KUALA LUMPUR: CIMB Equities Research expects nitrile glove maker Hartalega to record stronger quarters ahead in tandem with the rollout of new capacity.
It said on Wednesday the first of 12 lines at Plant 5 (capacity of 4.5 billion pieces per annum when fully commissioned) began commercial production in August. Its ramp-up plans involves installing two lines per month.
“Plant 6 is also under construction; we expect a gradual ramp-up in production starting 1QFY20 (2QCY19). The group also said it has plans for a smaller plant, Plant 7, to make specialty gloves with lower volume but higher margins.
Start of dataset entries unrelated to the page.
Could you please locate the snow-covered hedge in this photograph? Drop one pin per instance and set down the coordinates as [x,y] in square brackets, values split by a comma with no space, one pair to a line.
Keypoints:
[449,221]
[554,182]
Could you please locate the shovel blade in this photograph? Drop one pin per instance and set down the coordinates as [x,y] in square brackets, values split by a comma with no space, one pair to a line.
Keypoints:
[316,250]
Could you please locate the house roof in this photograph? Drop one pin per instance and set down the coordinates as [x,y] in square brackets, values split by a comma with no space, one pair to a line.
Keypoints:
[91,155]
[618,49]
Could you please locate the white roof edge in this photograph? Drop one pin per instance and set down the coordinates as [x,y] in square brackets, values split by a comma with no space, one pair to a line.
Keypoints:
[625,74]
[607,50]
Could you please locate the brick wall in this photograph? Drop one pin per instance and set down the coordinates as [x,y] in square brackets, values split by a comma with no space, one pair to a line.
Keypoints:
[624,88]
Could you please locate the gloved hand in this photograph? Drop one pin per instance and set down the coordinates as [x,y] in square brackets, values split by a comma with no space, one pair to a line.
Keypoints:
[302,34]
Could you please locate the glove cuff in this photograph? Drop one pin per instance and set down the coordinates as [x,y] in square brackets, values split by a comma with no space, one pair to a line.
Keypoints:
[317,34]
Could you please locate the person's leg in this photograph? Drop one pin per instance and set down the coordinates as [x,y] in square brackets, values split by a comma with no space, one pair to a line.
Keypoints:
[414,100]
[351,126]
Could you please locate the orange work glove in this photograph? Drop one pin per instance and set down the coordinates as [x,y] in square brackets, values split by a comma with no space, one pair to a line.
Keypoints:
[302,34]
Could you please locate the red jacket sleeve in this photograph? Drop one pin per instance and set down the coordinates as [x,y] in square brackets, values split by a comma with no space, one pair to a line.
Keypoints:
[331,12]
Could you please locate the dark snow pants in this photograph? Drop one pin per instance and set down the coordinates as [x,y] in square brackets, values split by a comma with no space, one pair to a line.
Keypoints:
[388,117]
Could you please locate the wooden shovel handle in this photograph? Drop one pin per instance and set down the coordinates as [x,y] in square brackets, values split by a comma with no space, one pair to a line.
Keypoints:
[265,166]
We gather commercial production for Plant 7 is slated for 2HCY19,” it said.
To recap, on May 31, Hartalega launched the world’s first non-leaching antimicrobial glove in the UK which will be its launch pad to target its European customers. It has also applied to US Food and Drug Administration (FDA) and is aiming for an approval by 1QCY20 for the sale the new gloves to the US market.
Hartalega said it aims to sell up to 1bn pieces of the product in FY19 and will ramp up production if necessary to meet demand.
On pricing, Hartalega said it will be priced competitively with any pricing premium adequate to cover extra production costs.
“We make no changes to our FY19-21F EPS estimates. Our Hold call is retained, but we raise our TP to RM6.30. The stock is now pegged to a higher P/E multiple of 34.5 times, in line with +one standard deviation of its three-year mean, from 31.5 times previously.
“In our view, Hartalega should continue to trade at a higher premium to its peers due to: i) its status as the sole glove manufacturer in KLCI index, ii) the strongest EPS growth in the glove sector, and iii) its leading position in the nitrile segment in terms of technology,” it said.